De regreso al país, hacia 1925, con el dúo ya establecido, consigue el éxito en esa Buenos Aires de pronto promisoria: conoce a Gardel y a Discépolo, incursiona en el tango y graba un poco de todo, con Los Lobos, integrando un trío junto al violinista Elvino Vardaro, o como solista. Pero los sueños y el afán de aventura los arrastra a ambos a un viaje transatlántico, rumbo a Europa, acompañando a la orquesta de un bailarín negro, Harry Fleming, que convence al capitán de hacer exhibiciones de box.

“En el barco, hacíamos dos peleas por noche. Una de peso gallo [donde peleaba el propio Alemán, curtido en las calles de Santos] y otra de peso mediano, donde peleaba Fleming. Peleábamos contra los pasajeros o con los marineros. Los músicos de la orquesta apostaban con plata que les daba el mismo Fleming y ganábamos siempre. Nos hicimos una punta de mangos hasta llegar a Cadiz”, rememoró esa otra faceta de su personalidad.

París era una fiesta

Con Fleming recorrieron gran parte de España hasta que a Alemán le llegó una invitación de esas que no se puede rechazar. Josephine Baker, la primera estrella afroamericana del espectáculo internacional, estaba formando su orquesta y los músicos le habían echado el ojo a ese guitarrista multifacético, por entonces anclado en Madrid, a la espera de una nueva oportunidad.

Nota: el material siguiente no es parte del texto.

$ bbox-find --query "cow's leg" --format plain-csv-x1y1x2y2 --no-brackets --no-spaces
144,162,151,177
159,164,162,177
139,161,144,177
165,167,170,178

En la estructura del espectáculo, el guitarrista tenía su gran momento solista entre los cambios de vestuario de la diva de ébano. Tocaba jazz, su gran amor, pero también tango, música brasileña o cubana, o incluso una tarantela, y el teatro se venía abajo.

Su histrionismo innato se ponía de manifiesto en otras vertientes, como salir disfrazado… ¡de la propia Baker!

París fue pródiga en vinculaciones artísticas y afectivas. Ahí se relacionó con el gran Django Reinhardt, a quien un accidente doméstico obligó a desarrollar una técnica única para tocar la guitarra. Alemán y él llegaron a ser buenos amigos y a descollar en improvisaciones en el Hot Club, sala frecuentada por lo más conspicuo y exigente de la escena jazzera. También allí conoció a su primera mujer, Malou.

Ya tenía su propia orquesta y era dueño de la banda sonora de su vida, cuando la ocupación alemana le reorientó la brújula.

Una mañana de 1940, salió a pasear con su perro Pack y se topó con una patrulla, que respondió a las increpaciones de una paseante, con el disparo mortal de sus fusiles. Alarmado por el estruendo, el perro de Alemán comenzó a ladrar, recibiendo el mismo tratamiento. A su dueño no le fue mejor. Le advirtieron que las personas de color no eran bien vistas por el flamante régimen que gobernaba su amada Francia. Oscar volvió a su casa y comenzó a hacer las valijas.

Después de una traumática salida donde debieron resignar joyas y valores para ganar la buena voluntad de los funcionarios de migraciones, arribaron a Buenos Aires con 90 pesos en el bolsillo y la guitarra que, como siempre, debía ser su medio de subsistencia.

En una ciudad cambiada pero receptiva, eran los tiempos de la “típica y la jazz” animando los bailes en salones del centro y de los barrios. Oscar encontró terreno fértil para ganar rápido reconocimiento como el “rey del swing”. Ahora estaba al frente de un quinteto que incluía al talentoso violinista Hernán Oliva, pero el choque de egos abortó la experiencia luego de un incidente en Punta del Este, donde tuvieron a un espectador fanático, el multimillonario Aristóteles Onassis.

Musicalmente inquieto, Oscar expande la agrupación a sexteto, a una orquesta, para incursionar en otros ritmos, sin abandonar nunca el jazz que impregna su manera de hacer música.

Su personalísima versión del bolero “Bésame mucho” vende un millón de copias y rivaliza en la cartelera de Radio El Mundo con los demás artistas que provienen del palo del tango.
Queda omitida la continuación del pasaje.